Online Convex Optimization in the Random Order Model
Proceedings of the 37th International Conference on Machine Learning, PMLR 119:3387-3396, 2020.
Online Convex Optimization (OCO) is a powerful framework for sequential prediction, portraying the natural uncertainty inherent in data-streams as though the data were generated by an almost omniscient adversary. However, this view, which is often too pessimistic for real-world data, comes with a price. The complexity of solving many important online tasks in this adversarial framework becomes much worse than that of their offline and even stochastic counterparts. In this work we consider a natural random-order version of the OCO model, in which the adversary can choose the set of loss functions, but does not get to choose the order in which they are supplied to the learner; Instead, they are observed in uniformly random order.
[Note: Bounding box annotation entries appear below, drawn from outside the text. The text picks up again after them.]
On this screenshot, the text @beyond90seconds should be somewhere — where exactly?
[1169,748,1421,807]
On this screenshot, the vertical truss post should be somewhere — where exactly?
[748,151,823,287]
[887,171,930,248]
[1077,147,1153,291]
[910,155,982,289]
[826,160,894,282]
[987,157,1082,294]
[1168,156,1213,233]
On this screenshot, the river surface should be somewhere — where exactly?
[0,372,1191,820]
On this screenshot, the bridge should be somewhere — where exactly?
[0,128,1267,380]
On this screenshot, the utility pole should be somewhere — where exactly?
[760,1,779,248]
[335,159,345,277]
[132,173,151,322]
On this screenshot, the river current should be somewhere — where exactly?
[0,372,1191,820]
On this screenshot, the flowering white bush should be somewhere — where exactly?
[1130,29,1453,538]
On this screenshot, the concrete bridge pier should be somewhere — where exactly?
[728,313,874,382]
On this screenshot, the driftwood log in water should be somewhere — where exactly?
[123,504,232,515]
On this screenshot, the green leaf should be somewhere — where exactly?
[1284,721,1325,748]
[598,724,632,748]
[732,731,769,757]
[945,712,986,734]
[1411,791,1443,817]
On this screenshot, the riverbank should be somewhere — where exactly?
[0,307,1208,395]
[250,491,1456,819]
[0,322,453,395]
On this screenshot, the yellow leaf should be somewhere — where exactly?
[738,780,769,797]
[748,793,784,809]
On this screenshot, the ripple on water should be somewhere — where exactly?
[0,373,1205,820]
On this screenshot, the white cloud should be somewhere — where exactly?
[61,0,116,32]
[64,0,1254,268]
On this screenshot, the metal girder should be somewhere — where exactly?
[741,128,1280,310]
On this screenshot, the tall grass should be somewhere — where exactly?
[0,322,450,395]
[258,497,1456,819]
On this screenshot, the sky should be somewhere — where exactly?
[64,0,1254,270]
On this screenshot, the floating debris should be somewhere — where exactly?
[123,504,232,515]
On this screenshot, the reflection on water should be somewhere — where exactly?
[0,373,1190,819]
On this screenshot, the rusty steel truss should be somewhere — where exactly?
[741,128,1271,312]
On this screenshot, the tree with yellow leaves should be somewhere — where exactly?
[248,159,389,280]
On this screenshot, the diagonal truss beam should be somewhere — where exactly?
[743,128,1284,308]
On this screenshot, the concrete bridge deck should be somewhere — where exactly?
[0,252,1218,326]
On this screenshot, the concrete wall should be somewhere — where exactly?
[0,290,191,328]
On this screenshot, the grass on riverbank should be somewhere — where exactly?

Focusing on two important families of online tasks, one in which the cumulative loss function is strongly convex (though individual loss functions may not even be convex), and the other being online $k$-PCA, we show that under standard well-conditioned-data assumptions, standard online gradient descent (OGD) methods become much more efficient in the random-order model. In particular, for the first group of tasks OGD guarantees poly-logarithmic regret. In the case of online $k$-PCA, OGD guarantees sublinear regret using only a rank-$k$ SVD on each iteration and memory linear in the size of the solution.